Early in its history, Subway used Old Bay when mixing their seafood and crab salad. Many local Subway shops still have Old Bay for use on sandwiches. Convenience store chain Sheetz also offers Old Bay as an option in its delis due to their large presence in the Mid-Atlantic region, including areas beyond Old Bay's traditional territory.

Old Bay is also occasionally used as an ingredient in Bloody Marys. Some bars in the Baltimore region also often sell what is known as a 'Crabby Bo', which is National Bohemian beer where the lip of the glass or mug being used is moistened and dipped into a container of Old Bay seasoning. In 2014, Frederick, Maryland-based brewery Flying Dog created an Old Bay-inspired summer ale named Dead Rise to celebrate the seasoning's 75th anniversary. In 2022, McCormick collaborated with George's Beverage Company to produce Old Bay vodka.

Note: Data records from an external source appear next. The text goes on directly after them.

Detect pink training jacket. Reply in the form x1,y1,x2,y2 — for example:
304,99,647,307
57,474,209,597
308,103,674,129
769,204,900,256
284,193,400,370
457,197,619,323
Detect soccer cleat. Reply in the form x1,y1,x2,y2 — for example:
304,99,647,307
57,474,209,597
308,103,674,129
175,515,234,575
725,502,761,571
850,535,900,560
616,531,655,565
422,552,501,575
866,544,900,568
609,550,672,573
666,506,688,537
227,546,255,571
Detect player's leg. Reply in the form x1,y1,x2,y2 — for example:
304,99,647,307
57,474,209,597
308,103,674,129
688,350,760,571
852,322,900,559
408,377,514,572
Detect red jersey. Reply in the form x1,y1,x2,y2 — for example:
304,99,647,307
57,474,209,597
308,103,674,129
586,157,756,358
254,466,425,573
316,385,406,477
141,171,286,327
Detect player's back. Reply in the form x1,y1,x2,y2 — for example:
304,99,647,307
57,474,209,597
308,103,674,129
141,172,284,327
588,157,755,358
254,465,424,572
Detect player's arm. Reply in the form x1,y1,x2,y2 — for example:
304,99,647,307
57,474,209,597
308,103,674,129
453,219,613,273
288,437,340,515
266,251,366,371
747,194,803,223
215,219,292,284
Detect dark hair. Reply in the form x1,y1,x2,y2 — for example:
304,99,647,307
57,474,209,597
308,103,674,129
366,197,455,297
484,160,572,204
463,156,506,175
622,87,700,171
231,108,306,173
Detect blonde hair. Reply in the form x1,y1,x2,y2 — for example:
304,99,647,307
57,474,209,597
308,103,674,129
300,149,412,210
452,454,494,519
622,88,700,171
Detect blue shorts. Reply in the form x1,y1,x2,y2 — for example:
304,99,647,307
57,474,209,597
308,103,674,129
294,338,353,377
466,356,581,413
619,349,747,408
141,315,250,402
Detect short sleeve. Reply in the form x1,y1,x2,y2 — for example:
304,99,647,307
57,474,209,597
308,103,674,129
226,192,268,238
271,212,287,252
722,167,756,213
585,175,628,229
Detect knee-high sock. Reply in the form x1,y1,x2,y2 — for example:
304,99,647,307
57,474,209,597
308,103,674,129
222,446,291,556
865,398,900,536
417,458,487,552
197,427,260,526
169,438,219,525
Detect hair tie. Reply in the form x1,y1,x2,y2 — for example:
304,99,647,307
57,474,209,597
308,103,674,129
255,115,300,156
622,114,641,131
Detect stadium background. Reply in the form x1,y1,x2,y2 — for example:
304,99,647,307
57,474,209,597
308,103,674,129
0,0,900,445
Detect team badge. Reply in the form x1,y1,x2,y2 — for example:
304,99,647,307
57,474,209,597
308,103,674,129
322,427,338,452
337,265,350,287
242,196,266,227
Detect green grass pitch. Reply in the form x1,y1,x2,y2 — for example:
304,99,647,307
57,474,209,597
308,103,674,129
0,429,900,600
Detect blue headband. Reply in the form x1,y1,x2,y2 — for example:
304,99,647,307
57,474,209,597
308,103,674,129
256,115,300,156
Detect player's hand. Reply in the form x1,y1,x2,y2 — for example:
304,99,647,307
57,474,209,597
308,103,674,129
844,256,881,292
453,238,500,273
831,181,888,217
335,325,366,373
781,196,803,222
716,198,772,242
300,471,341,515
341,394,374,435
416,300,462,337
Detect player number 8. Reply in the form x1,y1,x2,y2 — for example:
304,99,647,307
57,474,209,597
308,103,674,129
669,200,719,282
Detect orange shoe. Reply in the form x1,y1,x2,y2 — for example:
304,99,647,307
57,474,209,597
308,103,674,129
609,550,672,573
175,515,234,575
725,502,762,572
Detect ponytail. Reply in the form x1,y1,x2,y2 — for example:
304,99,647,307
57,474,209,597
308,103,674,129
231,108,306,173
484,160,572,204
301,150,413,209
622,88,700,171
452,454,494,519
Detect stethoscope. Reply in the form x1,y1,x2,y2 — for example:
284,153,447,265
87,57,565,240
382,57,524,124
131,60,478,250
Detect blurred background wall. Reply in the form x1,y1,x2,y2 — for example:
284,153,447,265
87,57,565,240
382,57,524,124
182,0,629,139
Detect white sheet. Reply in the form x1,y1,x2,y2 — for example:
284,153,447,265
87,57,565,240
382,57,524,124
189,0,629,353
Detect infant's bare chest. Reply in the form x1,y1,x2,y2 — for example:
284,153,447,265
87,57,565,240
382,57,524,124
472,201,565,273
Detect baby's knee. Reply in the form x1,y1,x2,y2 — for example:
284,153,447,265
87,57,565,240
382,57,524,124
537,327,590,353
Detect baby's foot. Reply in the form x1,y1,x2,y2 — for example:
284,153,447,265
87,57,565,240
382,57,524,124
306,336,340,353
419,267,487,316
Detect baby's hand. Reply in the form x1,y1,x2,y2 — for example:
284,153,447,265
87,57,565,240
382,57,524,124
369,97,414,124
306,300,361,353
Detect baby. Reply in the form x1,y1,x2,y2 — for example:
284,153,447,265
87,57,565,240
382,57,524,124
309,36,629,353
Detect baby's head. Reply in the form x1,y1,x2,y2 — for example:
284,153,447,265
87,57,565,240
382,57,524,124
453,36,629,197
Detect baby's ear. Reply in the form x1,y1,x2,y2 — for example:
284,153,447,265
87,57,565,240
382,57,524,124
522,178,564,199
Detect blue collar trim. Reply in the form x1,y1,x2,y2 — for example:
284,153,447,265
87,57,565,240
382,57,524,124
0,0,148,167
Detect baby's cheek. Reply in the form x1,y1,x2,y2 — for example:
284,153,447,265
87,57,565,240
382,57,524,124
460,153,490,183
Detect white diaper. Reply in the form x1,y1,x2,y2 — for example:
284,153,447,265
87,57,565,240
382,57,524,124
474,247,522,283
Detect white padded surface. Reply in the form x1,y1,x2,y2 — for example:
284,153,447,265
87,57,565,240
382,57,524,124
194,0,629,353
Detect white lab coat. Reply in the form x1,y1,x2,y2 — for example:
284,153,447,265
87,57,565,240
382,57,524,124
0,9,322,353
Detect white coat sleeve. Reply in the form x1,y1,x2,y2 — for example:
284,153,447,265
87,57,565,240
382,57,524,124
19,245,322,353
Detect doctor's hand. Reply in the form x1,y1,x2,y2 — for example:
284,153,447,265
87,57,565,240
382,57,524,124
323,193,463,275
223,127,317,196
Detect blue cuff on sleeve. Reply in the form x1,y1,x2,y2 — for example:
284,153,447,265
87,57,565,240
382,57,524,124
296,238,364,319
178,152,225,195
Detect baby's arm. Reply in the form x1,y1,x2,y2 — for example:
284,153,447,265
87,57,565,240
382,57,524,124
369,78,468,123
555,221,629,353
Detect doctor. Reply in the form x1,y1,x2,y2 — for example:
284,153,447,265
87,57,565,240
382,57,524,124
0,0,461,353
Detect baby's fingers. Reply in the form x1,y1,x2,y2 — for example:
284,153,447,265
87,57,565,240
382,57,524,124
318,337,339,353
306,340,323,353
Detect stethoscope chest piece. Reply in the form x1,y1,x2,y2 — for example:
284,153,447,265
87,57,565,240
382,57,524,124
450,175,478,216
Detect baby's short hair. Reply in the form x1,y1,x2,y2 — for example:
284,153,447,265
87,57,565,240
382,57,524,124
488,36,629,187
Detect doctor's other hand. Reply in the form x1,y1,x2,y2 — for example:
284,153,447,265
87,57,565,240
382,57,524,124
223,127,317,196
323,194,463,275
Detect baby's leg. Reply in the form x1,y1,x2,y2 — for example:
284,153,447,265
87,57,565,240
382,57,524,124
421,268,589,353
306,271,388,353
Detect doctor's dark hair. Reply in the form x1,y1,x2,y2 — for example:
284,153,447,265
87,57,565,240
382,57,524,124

In 2020, McCormick created Old Bay Hot Sauce in advance of Super Bowl LIV, which initially sold out within 30 minutes of its launch and caused the Old Bay website to crash temporarily. Some customers resold the 10 USoz bottles, retailing for $3.49, online for between $50 and $200. In 2022, the company collaborated with Pepperidge Farm to produce Old Bay-flavored Goldfish crackers, which initially sold out online within nine hours.